Reputation: 105
I want to verify and test the 'replication_factor' and the consistency level ONE of Cassandra DB.
And I specified a Cluster: 'MyCluster01' with three nodes in two data center: DC1(node1, node2) in RAC1, DC2(node3) in RAC2.
Structure shown as below:
[root@localhost ~]# nodetool status
Datacenter: DC1
===============
Status=Up/Down |/ State=Normal/Leaving/Joining/Moving
-- Address Load Tokens Owns Host ID Rack
UN 10.0.0.62 409.11 KB 256 ? 59bf9a73-45cc-4f9b-a14a-a27de7b19246 RAC1
UN 10.0.0.61 408.93 KB 256 ? b0cdac31-ca73-452a-9cee-4ed9d9a20622 RAC1
Datacenter: DC2
===============
Status=Up/Down |/ State=Normal/Leaving/Joining/Moving
-- Address Load Tokens Owns Host ID Rack
UN 10.0.0.63 336.34 KB 256 ? 70537e0a-edff-4f48-b5db-44f623ec6066 RAC2
Then, I created a keyspace and table like following:
CREATE KEYSPACE my_check1 WITH replication = {'class': 'SimpleStrategy', 'replication_factor': '1'};
create table replica_test(id uuid PRIMARY KEY);
After I inserted one record into that table:
insert into replica_test(id) values (uuid());
select * from replica_test;
id
--------------------------------------
5e6050f1-8075-4bc9-a072-5ef24d5391e5
I got that record.
But when I stopped node1 and queried again in either node 2 and node 3, none of the query succeeded.

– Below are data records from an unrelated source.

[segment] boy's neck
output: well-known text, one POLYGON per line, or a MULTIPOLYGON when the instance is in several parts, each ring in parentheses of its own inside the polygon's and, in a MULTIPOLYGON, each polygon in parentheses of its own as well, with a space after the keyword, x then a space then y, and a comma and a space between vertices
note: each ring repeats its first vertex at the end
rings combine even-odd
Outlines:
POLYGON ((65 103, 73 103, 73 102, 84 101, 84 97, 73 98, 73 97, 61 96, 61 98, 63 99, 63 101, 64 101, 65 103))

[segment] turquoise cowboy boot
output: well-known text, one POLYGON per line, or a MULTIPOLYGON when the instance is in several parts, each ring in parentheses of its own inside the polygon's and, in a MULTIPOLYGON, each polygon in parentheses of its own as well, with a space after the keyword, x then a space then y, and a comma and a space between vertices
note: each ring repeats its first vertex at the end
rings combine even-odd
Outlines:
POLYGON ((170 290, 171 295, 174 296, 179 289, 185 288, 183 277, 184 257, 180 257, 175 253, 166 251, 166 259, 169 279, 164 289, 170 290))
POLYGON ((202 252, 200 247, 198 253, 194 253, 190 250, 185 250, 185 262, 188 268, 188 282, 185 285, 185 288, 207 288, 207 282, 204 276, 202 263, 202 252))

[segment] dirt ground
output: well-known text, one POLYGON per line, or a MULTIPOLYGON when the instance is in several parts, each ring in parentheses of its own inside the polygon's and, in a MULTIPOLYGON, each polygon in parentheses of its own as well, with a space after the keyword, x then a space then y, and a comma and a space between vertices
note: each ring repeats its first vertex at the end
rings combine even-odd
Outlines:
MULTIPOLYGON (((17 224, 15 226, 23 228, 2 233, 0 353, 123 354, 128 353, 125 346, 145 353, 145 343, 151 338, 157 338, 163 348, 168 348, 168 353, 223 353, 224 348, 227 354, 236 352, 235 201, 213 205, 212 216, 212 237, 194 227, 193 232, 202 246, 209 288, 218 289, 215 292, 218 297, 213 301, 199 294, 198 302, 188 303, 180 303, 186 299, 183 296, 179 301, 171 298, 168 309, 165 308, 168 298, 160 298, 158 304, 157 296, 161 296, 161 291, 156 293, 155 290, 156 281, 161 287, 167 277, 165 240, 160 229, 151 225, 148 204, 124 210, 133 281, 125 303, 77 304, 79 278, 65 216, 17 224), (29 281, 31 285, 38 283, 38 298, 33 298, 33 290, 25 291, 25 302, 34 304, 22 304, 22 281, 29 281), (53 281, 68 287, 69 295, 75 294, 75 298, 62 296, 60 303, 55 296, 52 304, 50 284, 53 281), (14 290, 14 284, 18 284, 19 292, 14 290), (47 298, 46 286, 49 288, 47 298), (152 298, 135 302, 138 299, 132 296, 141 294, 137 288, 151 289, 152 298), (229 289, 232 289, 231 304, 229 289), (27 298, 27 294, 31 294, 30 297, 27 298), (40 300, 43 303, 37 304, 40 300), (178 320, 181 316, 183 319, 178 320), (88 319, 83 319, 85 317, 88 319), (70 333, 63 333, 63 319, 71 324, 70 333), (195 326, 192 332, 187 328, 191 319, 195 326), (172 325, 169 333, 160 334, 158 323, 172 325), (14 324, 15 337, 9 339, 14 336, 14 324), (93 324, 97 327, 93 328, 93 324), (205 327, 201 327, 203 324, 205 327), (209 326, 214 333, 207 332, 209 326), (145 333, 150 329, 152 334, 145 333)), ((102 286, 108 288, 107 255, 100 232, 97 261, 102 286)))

select * from replica_test;
Traceback (most recent call last): File "/usr/bin/cqlsh", line 997,
in perform_simple_statement
rows = self.session.execute(statement, trace=self.tracing_enabled) File
"/usr/share/cassandra/lib/cassandra-driver-internal-only-2.1.3.post.zip/cassandra-driver-2.1.3.post/cassandra/cluster.py",
line 1337, in execute
result = future.result(timeout) File "/usr/share/cassandra/lib/cassandra-driver-internal-only-2.1.3.post.zip/cassandra-driver-2.1.3.post/cassandra/cluster.py",
line 2861, in result
raise self._final_exception Unavailable: code=1000 [Unavailable exception] message="Cannot achieve consistency level ONE"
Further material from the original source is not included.